What’s does that squiggly line do?
The little squiggly line, called a tilde, is used in Spanish to make the letter ñ (eñe), it is also used in Portuguese on top of vowels to indicate nasalization. As Nicole said, when you add a tilde to n it sounds like the ni in onion.
Respect the ñ
Last week, after a lot of media buzz around the release of the new movie about César Chávez starring Michael Peña, Latino Rebels asked the media to please #RespectTheÑ after many media outlets spelled his last name with an ‘n’ and not an ‘ñ’.
The actor is so passionate about having his name spelled and pronounced correctly that he even made a video about “putting a mustache on your n” to use Ñ in English.
Special characters and technology
The Associated Press tweeted that they don’t use accent marks because many computers do not recognize them. This may be the case for the accents on vowels in Spanish, however the ñ is not an accented letter but a whole different letter and sound.

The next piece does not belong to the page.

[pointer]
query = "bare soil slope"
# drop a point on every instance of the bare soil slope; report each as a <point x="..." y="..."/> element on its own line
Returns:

If our technologies cannot recognize or produce the letter, I think that writing an ny or ni instead of ñ would at least create a similar sound and give the letter the respect that it deserves. This way we would see El Niño written as El Ninio similar to how the German ö is often written as oe in English, since many computers do not recognize or cannot create the umlaut.
The Alphabet in Spanish
When I took my first Spanish class over a decade ago, we learned the alphabet with 29 letters – the 26 that we have in English plus ch (che), ll (elle) and ñ (eñe). However, in 2010 the Real Academia Española made a few changes to the ‘official’ Spanish alphabet which no longer includes ch or ll but did keep ñ, so it must be important and we should respect it.